骨董品買取の旅 北陸編 その1

骨董品の買取の旅を始めて、既にもう20年以上になる。
日本中、沖縄を除いて殆ど行った。兵庫県まで行って日帰りなんて
事もあった。走行距離は、およそ1100キロ。不思議な事に往路だけだと、とても1日に1100キロは一人の運転では走れないが、往復だと走れてしまう。実際は、復路の静岡市辺りで疲労は限界を迎え
音を上げそうになるのだが、もうあと200キロと思うと
「ええぃ、中途半端に泊まるより、帰って自宅で寝よう」そう思う気持ちが強くなって、気力で200キロは走り切ってしまう。

もっとも御殿場辺りから用賀まで渋滞していたりしたら、もちろん諦めるが。
さて、それぞれ骨董品の買取りで訪れる地域には特色がある。県民性というかお国柄と言うか。
ただし、同じ県でも海側と山側と内陸部では、気性や方言がまるで違う県もある。

北陸でも、富山と石川とでは全然違し山手と海側ではまた違う。
20年以上前に、僕が初めて、買い出し(旧家や土蔵から直接骨董品屋や古道具を買取して来ることを買い出しとかウブ出しと言う)させて頂いたのは、富山県の婦中町である。婦中町といえば風の盆で有名な街。当時は古い建物が沢山残っていた。(多分、今でも残っていると思うが)

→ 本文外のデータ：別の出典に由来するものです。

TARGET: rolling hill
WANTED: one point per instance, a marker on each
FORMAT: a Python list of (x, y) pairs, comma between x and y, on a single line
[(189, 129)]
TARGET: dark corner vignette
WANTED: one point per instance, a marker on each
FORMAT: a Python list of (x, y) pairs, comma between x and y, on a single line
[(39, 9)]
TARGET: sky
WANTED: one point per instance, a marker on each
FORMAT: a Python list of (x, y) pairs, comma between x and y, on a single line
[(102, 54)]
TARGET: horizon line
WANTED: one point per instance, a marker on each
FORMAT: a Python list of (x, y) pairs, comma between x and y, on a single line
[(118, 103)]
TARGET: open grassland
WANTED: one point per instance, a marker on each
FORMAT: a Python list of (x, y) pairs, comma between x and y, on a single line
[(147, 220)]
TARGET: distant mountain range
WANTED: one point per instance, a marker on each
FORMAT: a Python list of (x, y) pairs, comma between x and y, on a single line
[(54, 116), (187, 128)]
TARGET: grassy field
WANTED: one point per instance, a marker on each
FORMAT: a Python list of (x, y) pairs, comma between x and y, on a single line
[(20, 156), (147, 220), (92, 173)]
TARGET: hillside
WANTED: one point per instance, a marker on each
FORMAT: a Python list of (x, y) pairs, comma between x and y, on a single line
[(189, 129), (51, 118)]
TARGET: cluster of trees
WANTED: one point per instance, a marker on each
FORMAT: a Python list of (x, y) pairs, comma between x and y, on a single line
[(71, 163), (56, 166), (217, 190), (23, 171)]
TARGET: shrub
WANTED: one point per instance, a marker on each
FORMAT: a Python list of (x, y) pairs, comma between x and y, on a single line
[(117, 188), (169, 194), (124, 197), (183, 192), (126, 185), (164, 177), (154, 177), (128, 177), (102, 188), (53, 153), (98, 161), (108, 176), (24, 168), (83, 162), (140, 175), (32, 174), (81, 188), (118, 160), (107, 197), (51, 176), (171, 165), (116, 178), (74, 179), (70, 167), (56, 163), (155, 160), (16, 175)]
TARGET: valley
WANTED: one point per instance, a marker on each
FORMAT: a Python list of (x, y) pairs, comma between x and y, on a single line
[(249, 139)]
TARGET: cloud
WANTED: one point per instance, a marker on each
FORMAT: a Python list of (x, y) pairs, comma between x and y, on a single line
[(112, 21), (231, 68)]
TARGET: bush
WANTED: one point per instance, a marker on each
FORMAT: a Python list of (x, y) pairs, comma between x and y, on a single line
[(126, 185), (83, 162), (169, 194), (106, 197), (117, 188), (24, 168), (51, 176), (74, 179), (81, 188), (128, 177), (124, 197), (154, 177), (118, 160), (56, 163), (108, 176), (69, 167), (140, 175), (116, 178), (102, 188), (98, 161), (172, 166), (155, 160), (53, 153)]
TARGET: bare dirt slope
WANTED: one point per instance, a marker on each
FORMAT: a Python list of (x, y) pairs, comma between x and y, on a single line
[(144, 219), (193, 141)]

始めたばかりで、まだ買い出しの為の訪問の仕方の切り口も判らずに、ただ闇雲に富山迄来たが、走りながら途方に暮れていた。

突然、土蔵のある家を訪ねても何と挨拶したらいい?怒られないか?そもそも土蔵の古道具や骨董品をそんなに簡単に売ってくれるのか?いや、そんな簡単な話ではない筈だ。

そんな事をビクビクと考えながら走っていると、一軒の廃業した雑貨屋らしき建物が目についた。

やめた店舗なら、なんとかなりそうな気がしたので、車を止めて、裏に回ってみた。しかし、人の気配はまるでしないので、どうやら住んで居ないみたいだ。仕方が無いので、隣家で聞くと快く連絡先を教えてくれた。実に親切だ。

あとから知った事だが、江戸時代から売薬で日本中を回っていた富山の人々は、他所から来た人間に対して親切な気風が有るらしい。骨董品の買い出し屋には、実に有難い県民性だ。